La scultura di Jackowski vibra a Milano con “Il cuore del mare”
La scultura di Michał Jackowski a Milano
Nel catastrofico impatto con il muro di gomma della tarda modernità novecentesca, che ha seminato “distruzione” e sconfinamento in tutti i campi della creatività umana, che hanno dovuto darsi un nuovo status e un nuovo ruolo, più della pittura è stata la scultura a subire i colpi della negazione di tutta la sua storia, dovendosi inventare tutto, compreso il nome, irrimediabilmente “compromesso” con la simbolicità, la sacralità, la monumentalistica, trovandosi nuda e cruda ad attraversare avanguardie e innovazioni, che ne chiedevano una nuova identità, fenomeno attenuato negativamente da fascismi e comunismi, che ne hanno ulteriormente distorto il campo di rappresentazione e di presenza nello spazio architettonico e urbano.

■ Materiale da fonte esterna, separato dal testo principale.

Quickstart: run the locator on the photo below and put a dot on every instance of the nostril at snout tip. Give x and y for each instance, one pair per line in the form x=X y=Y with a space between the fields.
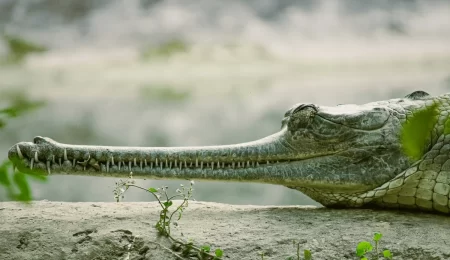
x=15 y=153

La scultura di Michał Jackowski è il racconto di una discontinuità. Testimonia che non c’è un percorso della verità nella storia e che la storia degli uomini è storia di imprevedibilità, ineffabilità, in cui accadono cose che non si pensava potessero accadere e invece ne accadono altre assolutamente imprevedibili, perché non esiste nel suo ambito, nel suo cangiante alveo, non esiste una separazione rigida per segmenti, non esiste una storia dello stile, del gusto, della libertà.
In lui, tradizione ed innovazione si fondono fino ad ampliare l’orizzonte linguistico della scultura che, dopo l’esaurirsi del monumentalismo, ha aperto una stagione di architetturalità, adeguate alle aspettative di una modernità avanzata e di una post modernità sempre più invadente, che sta riposizionando architettura e urbanistica e con essa, il modo stesso dell’arte, non decorativa, non da tavolo, ma da interno, di stare in mezzo a noi.
La sua scultura, specchio estetico dell’umanità, è soggetto-oggetto, nel senso che vive all’interno dell’opera, come in un secretum, mostrando vera spontaneità che è quella dell’essere con sé stessi, del piacersi, del guardarsi, dell’immaginarsi, ma anche la spettacolarità del piacere, del guardare, dell’immaginare, in una dialettica, che è della natura, che è della cultura, in un limpido, in un torbido, di una trama combinatoria che prevede scampo, che prevede riparo, facendo parlare il respiro, il calore, l’assopimento, come regno, come voluttà.
Incursioni nella materia, che sono elaborazioni di pose, classiche, romantiche, post moderne, che inclinano, al rituale, allo psicologico, al sex appeal, in uno sconfinamento che tende a corporalizzare anche l’atmosfera che circonda il marmo come essenzialità, da definire e ridefinire, continuamente, dai volti, dalle braccia, dalle mani, tra un consolidato senso comune della bellezza e un’apertura alle passionalità del sublime, come indefinito, sconosciuto, che è dell’estremamente grande, dell’invisibilmente piccolo. Tutti atteggiamenti umanistici, che non badano all’altro da sé, in un narcisismo che ormai, finisce per essere un automatismo da sogno: ma è possibile la carezza, è possibile la poesia, di tutto ciò che vediamo.
Jackowski presenta il suo universo immaginario, fatto di figure umane, mitologiche, giochi formali e manipolatori, che caratterizzano il suo modo di stare, da primitivo in questa modernità avanzata, restaurando i misteri dell’antropologia, sulle ceneri della necessaria spiegazione di tutto, in una ermeneutica che custodisce, per sempre la cifra nascosta. Il gioco si chiude, ma subito dopo, ricomincia.